Die VAE haben zwar kein Importverbot für russisches Gold erlassen, aber die Mengen sind in diesem Jahr deutlich zurückgegangen. Dies ist zum Teil auf die strengere Aufsicht zurückzuführen, nachdem die Emirate im letzten Jahr von der Financial Action Task Force, einer globalen Überwachungsorganisation für Geldwäsche, auf eine Beobachtungsliste gesetzt wurden.
Banküberweisungen in den Vereinigten Arabischen Emiraten werden nun stärker überwacht, während Barzahlungen durch eine obligatorische Regierungsdatenbank kontrolliert werden, was die Bezahlung russischer Exporteure erschwert hat, sagen mit der Angelegenheit vertraute Personen gegenüber Bloomberg.

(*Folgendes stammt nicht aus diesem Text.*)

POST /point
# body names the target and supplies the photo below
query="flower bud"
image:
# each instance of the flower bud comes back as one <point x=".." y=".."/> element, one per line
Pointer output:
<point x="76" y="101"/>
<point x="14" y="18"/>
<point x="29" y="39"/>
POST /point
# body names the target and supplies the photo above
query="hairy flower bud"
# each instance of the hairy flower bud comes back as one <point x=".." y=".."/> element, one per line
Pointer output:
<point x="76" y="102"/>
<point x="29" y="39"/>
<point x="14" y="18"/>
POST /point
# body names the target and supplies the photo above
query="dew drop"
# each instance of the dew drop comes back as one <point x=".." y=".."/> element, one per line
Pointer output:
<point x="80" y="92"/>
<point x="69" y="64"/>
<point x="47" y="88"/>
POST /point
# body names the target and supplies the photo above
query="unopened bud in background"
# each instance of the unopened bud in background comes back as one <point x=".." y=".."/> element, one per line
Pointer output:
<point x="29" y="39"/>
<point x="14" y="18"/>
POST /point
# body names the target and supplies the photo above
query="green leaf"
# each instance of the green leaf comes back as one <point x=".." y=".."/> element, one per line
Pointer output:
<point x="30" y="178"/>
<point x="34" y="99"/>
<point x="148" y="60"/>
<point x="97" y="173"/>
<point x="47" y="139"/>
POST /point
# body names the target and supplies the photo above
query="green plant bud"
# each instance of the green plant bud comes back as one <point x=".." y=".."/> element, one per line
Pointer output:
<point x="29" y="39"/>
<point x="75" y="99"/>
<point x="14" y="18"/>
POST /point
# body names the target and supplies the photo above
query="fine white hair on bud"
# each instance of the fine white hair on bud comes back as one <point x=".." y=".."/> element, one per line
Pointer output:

Russland setzt auf Hongkong statt Dubai
Die im Mai dieses Jahres verhängten US-Sanktionen gegen die größten russischen Goldförderer - Polyus JSC und die lokale Einheit von Polymetal International Plc - hatten ebenfalls eine abschreckende Wirkung, da Händler und Banken in den VAE bei Geschäften mit den betroffenen Unternehmen zurückhaltender sind, so die Insider.
In der Folge der sich verstärkenden Schwierigkeiten begannen einige in Dubai ansässige Goldkäufer, ihre Lieferungen nach Hongkong umzuleiten, wie die vorläufigen Daten des Handelsverfolgungsunternehmens ImportGenius zeigen, die auf den russischen Zolldaten für die sechs Monate bis August basieren.
Andere Unternehmen aus den Vereinigten Arabischen Emiraten zogen sich in der Folge gänzlich aus Geschäften mit russischem Gold zurück. So erklärte im Mai das staatliche Logistikunternehmen Transguard, das zur Fluggesellschaft Emirates gehört, es habe den Transport von russischen Goldlieferungen eingestellt.
„Die VAE arbeiten mit klaren und robusten Verfahren gegen illegale Waren, Geldwäsche und sanktionierte Einrichtungen und setzen die höchsten internationalen Governance-Standards für den Goldhandel um“, schrieb das Außenministerium der Vereinigten Arabischen Emirate in einer Erklärung an Bloomberg.
Während der Handel mit russischem Gold in den VAE schwieriger wird, hat China deutlich gemacht, dass es den Handel mit Russland ankurbeln will. Chinas Unterstützung hat entscheidend dazu beigetragen hat, die Auswirkungen der Sanktionen gegen Russland abzumildern. So ist China heute der größte Importeur fossiler Brennstoffe aus Russland.
Aber auch die Nachfrage nach Gold war in China zuletzt extrem. Denn einerseits ist der private Goldbesitz in China legal und sogar politisch erwünscht. Und andererseits kauft die chinesische Zentralbank massiv Gold als Ersatz für den US-Dollar in ihren Fremdwährungsreserven. Die geopolitische Konfrontation spielt Russlands Goldexporteuren in die Hände.